ベナレスからの手紙

最後の封筒(最終回)

涙も拭かずに治は最後の封筒を手にした。
杏子の父親の字で次のように書かれていた。

「若林治さん、杏子はもう字が書けなくなりました。血液のガンと骨のガン
とが体全体に転移して入院の時医者は1ヶ月と宣告しましたが本人にはよう
告げませんでした。杏子は若林さんからの手紙を信じて3か月間生き通して
くれました。

手紙を受け取った後幸い脳と神経が先に侵されて痛みは和らぎました。
柔和な笑みがよみがえり1日の大半は意識不明で眠っているみたいでした。
意識が戻ると何度も繰り返しあなたの手紙を読んであげました。

時々ふと目を覚まして若林さんの名を呼びました。手にはしっかりとあなた
の手紙を握りしめて七日後に娘は笑みを浮かべて亡くなりました。本当に
ありがとうございました。

私も家内も直接被爆はしておりませんが直後に広島入りして二人で親戚を
探し回り、そのまま流川に住み着きました。二次被曝と言うことで健康には
十分気を付けていたのですが、残念です。

もしこの手紙と日記を見る機会がありましたら、そのあとで娘の墓を
そっと参ってやってください。よろしくお願いいたします。

1970年12月20日
                     杏子の父 柴山清三郎    
若林治様                               」

封筒の中にお寺の地図も入っていた。時のたつのも忘れ一睡もせずに夜が明けた。
早めにそっと家を出る。広電宮島から幟町へと向かった。

若林治は再びきのうの杏子の墓の前に立った。とめどなく涙があふれ出てくる。
線香に火をつけて仏花を差し厳粛に手を合わせた。

「今なら言える。
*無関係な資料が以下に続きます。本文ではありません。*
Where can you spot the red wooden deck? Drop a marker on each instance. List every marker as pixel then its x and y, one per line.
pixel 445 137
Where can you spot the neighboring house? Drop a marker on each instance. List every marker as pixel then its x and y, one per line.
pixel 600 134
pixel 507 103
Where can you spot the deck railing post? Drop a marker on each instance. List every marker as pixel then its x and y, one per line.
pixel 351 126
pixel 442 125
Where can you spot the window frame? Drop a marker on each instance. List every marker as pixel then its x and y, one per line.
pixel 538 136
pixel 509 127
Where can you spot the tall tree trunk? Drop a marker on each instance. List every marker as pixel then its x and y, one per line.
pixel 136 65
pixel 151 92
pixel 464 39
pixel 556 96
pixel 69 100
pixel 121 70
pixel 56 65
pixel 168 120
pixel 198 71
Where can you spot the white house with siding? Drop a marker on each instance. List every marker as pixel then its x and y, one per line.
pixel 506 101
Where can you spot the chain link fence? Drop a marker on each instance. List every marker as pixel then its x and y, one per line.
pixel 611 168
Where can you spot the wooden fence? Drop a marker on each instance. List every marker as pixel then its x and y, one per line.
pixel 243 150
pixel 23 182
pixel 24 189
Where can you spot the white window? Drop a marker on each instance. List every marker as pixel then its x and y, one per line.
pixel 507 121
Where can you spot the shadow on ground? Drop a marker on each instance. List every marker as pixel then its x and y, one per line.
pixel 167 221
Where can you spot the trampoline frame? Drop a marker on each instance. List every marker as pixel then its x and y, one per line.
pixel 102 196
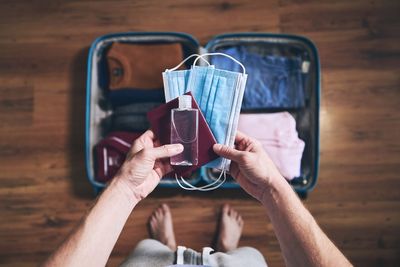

心の底から言える。お前が好きだった」

治は長い祈りの後、ゆっくりと立ち上がって墓石に水をかけていった。
手桶の水が亡くなるとまた水を汲みに行ってまたゆっくりと水をかける。
墓石にやさしく語りかけながら流れる涙をぬぐおうともせずに、治は
何度もそれを繰り返した。

寒い冬空の淡い光の中で一人の老人が木陰からずっとそれを眺めつづけていた。